We propose BridgeTower, which introduces multiple bridge layers that build a connection between the top layers of uni-modal encoders and each layer of the cross-modal encoder.
BridgeTower achieves an accuracy of 78.73%, outperforming the previous state-of-the-art model METER by 1.09% with the same pre-training data.
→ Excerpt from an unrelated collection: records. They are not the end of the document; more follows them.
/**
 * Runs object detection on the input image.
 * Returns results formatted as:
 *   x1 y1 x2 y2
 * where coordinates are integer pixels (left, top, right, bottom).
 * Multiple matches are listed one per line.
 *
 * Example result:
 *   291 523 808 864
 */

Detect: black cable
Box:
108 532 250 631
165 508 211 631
- Score: 91.93547262073213
- License: http://arxiv.org/licenses/nonexclusive-distrib/1.0/
- Abstract: Vision-Language (VL) models with the Two-Tower architecture have dominated visual-language representation learning in recent years. Current VL models either use lightweight uni-modal encoders and learn to extract, align and fuse both modalities simultaneously in a deep cross-modal encoder, or feed the last-layer uni-modal representations from the deep pre-trained uni-modal encoders into the top cross-modal encoder. Both approaches potentially restrict vision-language representation learning and limit model performance. In this paper, we propose BridgeTower, which introduces multiple bridge layers that build a connection between the top layers of uni-modal encoders and each layer of the cross-modal encoder. This enables effective bottom-up cross-modal alignment and fusion between visual and textual representations of different semantic levels of pre-trained uni-modal encoders in the cross-modal encoder. Pre-trained with only 4M images, BridgeTower achieves state-of-the-art performance on various downstream vision-language tasks. In particular, on the VQAv2 test-std set, BridgeTower achieves an accuracy of 78.73%, outperforming the previous state-of-the-art model METER by 1.09% with the same pre-training data and almost negligible additional parameters and computational costs. Notably, when further scaling the model, BridgeTower achieves an accuracy of 81.15%, surpassing models that are pre-trained on orders-of-magnitude larger datasets. Code and checkpoints are available at https://github.com/microsoft/BridgeTower.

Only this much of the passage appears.